Weather is a Zero-sum Game by Judith Field

May 26 2013 Published by under The WiFiles

Sam wheeled his new invention up the garden. It was a metal box about the size of a pillow, with an array of switches, instrument panels and levers down one side. At the top was a sort of axle attached to a horizontal row of plastic drainpipes of different widths and lengths, looking like a set of organ pipes on their sides. The box was mounted on the frame and wheels of an old-fashioned pram. This one would make his fortune. A thirty year old millionaire. Just like Bill Gates. Only more.

He unwound a cable as thick as his wrist from a bracket at the end of the box and plugged it into the extension lead running out of the back door of the house. Luke looked over the fence from the garden next door.

‘Hi, Mega-nerd,’ Luke said, ‘looks like rain. So much for my barbecue.’

‘It won’t rain,’ Sam said, ‘just wait and see.’ He looked up at the grey clouds that had been gathering all afternoon and tapped the side of his nose.
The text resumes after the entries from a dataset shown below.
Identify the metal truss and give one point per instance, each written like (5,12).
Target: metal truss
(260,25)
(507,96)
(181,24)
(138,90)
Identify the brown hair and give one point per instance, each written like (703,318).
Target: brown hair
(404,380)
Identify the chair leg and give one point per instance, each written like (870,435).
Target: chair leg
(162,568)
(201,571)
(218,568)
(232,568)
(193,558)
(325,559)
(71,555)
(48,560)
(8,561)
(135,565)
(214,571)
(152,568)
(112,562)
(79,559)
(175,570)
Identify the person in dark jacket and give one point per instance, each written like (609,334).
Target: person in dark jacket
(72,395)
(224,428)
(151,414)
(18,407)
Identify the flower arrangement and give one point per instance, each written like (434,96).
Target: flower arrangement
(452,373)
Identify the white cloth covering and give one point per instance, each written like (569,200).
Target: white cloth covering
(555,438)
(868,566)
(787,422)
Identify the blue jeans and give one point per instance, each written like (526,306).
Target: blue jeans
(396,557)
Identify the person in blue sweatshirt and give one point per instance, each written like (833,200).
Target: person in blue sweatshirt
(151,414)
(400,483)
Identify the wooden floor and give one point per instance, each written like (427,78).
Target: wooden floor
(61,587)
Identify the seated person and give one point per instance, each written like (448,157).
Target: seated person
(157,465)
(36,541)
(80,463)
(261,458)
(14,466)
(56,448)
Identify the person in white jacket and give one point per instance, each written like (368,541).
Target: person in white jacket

‘How do you know?’ Luke asked. ‘Can’t believe the forecasts. They make it up as they go along. Wanna come over?’

‘Will Cara be there?’

‘Said she might, if she finishes her revision. It’s this ‘Chemistry for a sustainable future’ thing she’s doing with the Open University. I think she’s off her head, doing exams when she doesn’t have to.’

‘No, you weren’t one for the academic stuff at school, I remember.’

‘I think she fancies you, God knows why, she must be off her head. Always asking about you.’

‘Really?’ asked Sam, ‘I don’t have time for relationships. I’m married to my job. Although I could use a bit of help with this project from a big, beautiful woman, that’d be sweet.’ He smiled and looked into the distance.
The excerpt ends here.